Ratchawithi Road, also spelled Rajvithi (ถนนราชวิถี, ) is a major road in Bangkok, Thailand. It begins in Ratchathewi district at Sam Liam Din Daeng Junction, where it intersects with Din Daeng Road and Ratchaprarop Road, and runs northwest, past Victory Monument Circle, through Dusit district, and ultimately crossing the Chao Phraya River on Krung Thon Bridge and ending in Bang Phlat district at Bang Phlat Intersection, where it intersects with Sirindhorn Road and Charan Sanitwong Road.

Ratchawithi Road was formerly known as Sang Hi Road (ถนนซางฮี้ or ถนนซังฮี้). It was originally constructed during the reign of King Chulalongkorn, as one of three new roads constructed at the time Dusit Palace was built, along with Lok Road (ถนนลก, now Rama V Road) and Duang Tawan Road (ถนนดวงตะวัน, now Si Ayutthaya Road). The name "Sang Hi" comes from Chinese (囍), and means "exceedingly happy".

The original road stretched only from behind Dusit Palace to the edge of the Chao Phraya. It was later expanded to connect to Ratchaprarop Road, and then extended across the river to Charan Sanitwong Road when the Krung Thon Bridge began construction in 1954. Because it connected the two sections of the former Sang Hi Road on either side of the river, the Krung Thong Bridge has been called by locals Sang Hi Bridge (สะพานซังฮี้, Saphan Sang Hi) since before it was officially christened. The intersection of Ratchawithi and Samsen roads, the final intersection before crossing the bridge on the east side of the river, is named Sang Hi Intersection.

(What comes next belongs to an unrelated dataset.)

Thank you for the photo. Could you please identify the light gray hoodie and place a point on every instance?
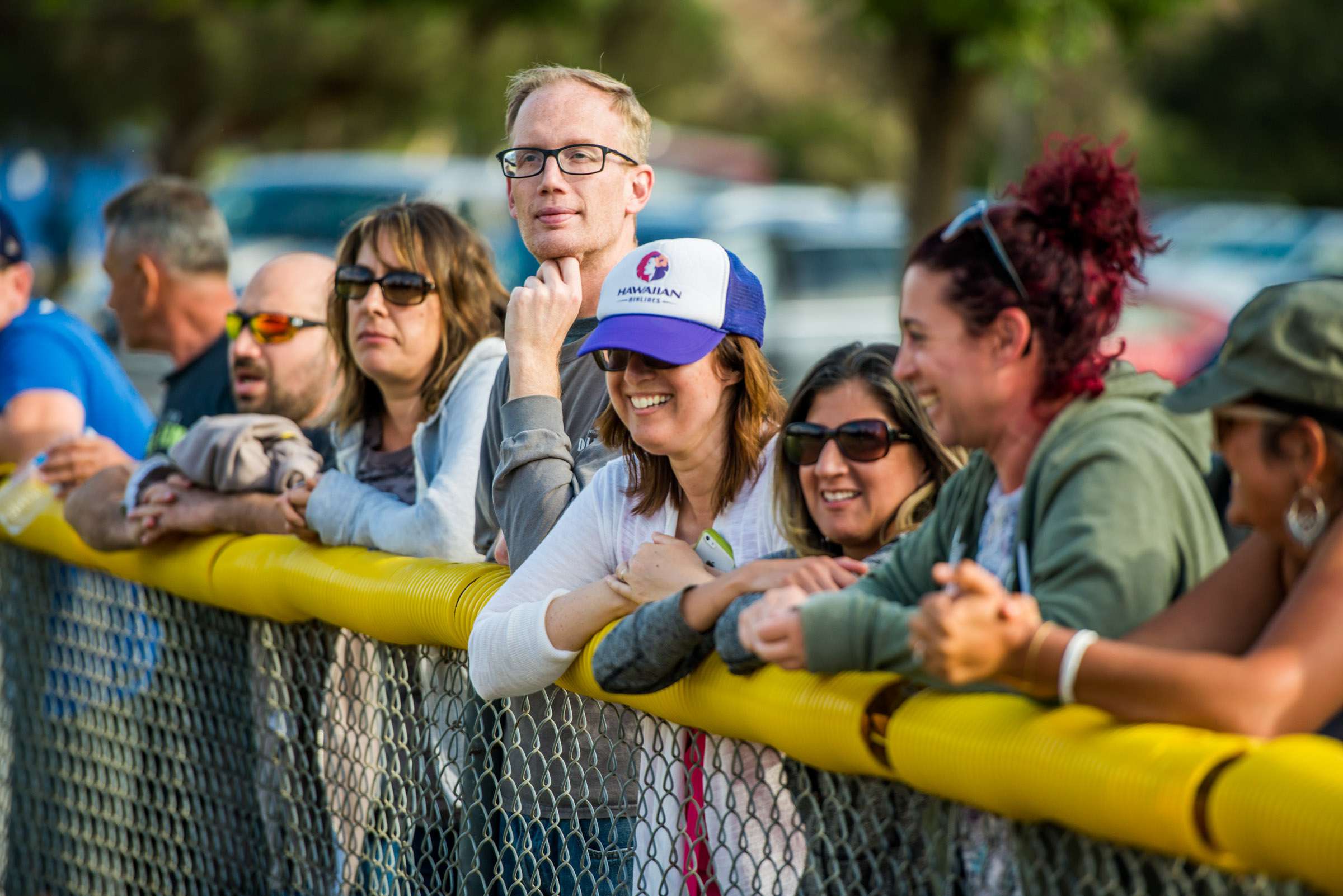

The name was changed to Ratchawithi Road on February 16, 1918 by King Vajiravudh. The term is derived from the Pali/Sanskrit, ' + ', and means "royal way" or "king's road".

The stretch of the road from Victory Monument to Kamphaeng Phet 5 Road is lined with a large number of hospitals and health-related institutions. These include Rajavithi Hospital and Boromarajonani College of Nursing, the Institute of Dermatology, Queen Sirikit National Institute of Child Health (Children's Hospital), Hospital for Tropical Diseases, Phramongkutklao Hospital and College of Medicine, the Royal Thai Army Nursing College, Prasat Neurological Institute and the under-construction extension of Ramathibodi Hospital.

At Ratchawithi Intersection, where it meets Rama V Road near Chitralada Royal Villa and Dusit Zoo, at around 6:30 a.m. on Sunday, October 14, 1973, a clash occurred between a group of protesters demanding a constitution and the police. This escalated into a bloody uprising recorded in history as the "October 14 event".